Police fire tear gas at Serb protesters
KOSOVSKA MITROVICA, Kosovo - Police fired tear gas to disperse a crowd of Serbs hurling rocks during a protest against Kosovo's independence at a border crossing near the capital Monday.
Some 150 Serbs chanting 'Kosovo is Serbia!' pelted ethnic Albanian police with stones and bottles that they brought with them in a truck to the crossing about 18 miles northeast of Pristina, Kosovo police spokesman Veton Elshani said.
Nineteen officers were injured, one seriously, before NATO peacekeepers helped bring the situation under control, he said.
Norway inaugurates 'doomsday' vault
LONGYEARBYEN, Norway - It's been dubbed a Noah's Ark for plant life and built to withstand an earthquake or a nuclear attack.
Dug deep into the permafrost of a remote Arctic mountain, the 'doomsday' vault is designed by Norway to protect the world's seeds from global catastrophe.
The Svalbard Global Seed Vault, a backup to the world's 1,400 other seed banks, was to be officially inaugurated in a ceremony Tuesday on the northern rim of civilization attended by about 150 guests from 33 countries.
The frozen vault has the capacity to store 4.5 million seed samples from around the globe, shielding them from climate change, war, natural disasters and other threats.
Cypriot leader says divide could end
NICOSIA, Cyprus - The decades-long division of Cyprus could be resolved by the end of the year, the leader of the breakaway Turkish Cypriots said Monday.
The remarks came a day after Greek Cypriots elected Dimitris Christofias as president after he campaigned on a pledge to quickly restart long-stalled talks to reunify the island.
'It is very possible to find a solution by the end of the year,' Mehmet Ali Talat said.
Cyprus has been divided into a breakaway Turkish Cypriot north and a Greek Cypriot south since 1974, when Turkey invaded in the wake of a coup attempting to unite the island with Greece.
British plane diverts after co-pilot dies
LONDON - A British airline said Monday that one of its flights was forced to divert to Turkey after the co-pilot died in mid-flight.

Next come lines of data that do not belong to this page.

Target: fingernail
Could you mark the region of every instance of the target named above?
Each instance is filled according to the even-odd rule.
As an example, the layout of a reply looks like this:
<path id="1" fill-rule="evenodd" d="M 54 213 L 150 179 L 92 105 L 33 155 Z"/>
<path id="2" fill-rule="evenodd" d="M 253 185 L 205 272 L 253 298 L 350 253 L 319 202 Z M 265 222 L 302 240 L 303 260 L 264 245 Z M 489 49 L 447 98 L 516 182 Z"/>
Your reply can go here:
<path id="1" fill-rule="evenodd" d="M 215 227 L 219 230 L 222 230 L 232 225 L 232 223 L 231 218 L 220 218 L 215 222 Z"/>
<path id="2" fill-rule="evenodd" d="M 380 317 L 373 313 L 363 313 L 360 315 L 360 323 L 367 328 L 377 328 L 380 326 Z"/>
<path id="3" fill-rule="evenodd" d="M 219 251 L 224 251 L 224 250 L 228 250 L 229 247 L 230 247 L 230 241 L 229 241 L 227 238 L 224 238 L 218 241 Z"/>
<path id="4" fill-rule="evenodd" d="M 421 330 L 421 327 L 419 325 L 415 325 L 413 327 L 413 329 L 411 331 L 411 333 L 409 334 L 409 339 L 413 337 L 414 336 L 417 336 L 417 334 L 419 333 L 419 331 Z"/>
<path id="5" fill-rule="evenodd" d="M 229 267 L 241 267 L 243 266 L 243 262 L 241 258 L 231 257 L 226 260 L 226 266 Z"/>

He died of natural causes, the airline said.
GB Airways said the Airbus A320, carrying 156 passengers from Manchester to Paphos in Cyprus, landed in Istanbul on Sunday after what was termed a medical emergency on the flight deck.
The co-pilot was pronounced dead once the plane had landed.
Pentagon predicts 140K troops in Iraq
WASHINGTON - The Pentagon is projecting that when the U.S. troop buildup in Iraq ends in July there will be about 8,000 more troops on the ground than when it began in January 2007, a senior general said Monday.
Lt. Gen. Carter Ham, operations chief for the Joint Chiefs of Staff, said that by July the troop total is likely to be 140,000. That compares with 132,000 when President Bush approved orders to send an additional five Army brigades to Iraq.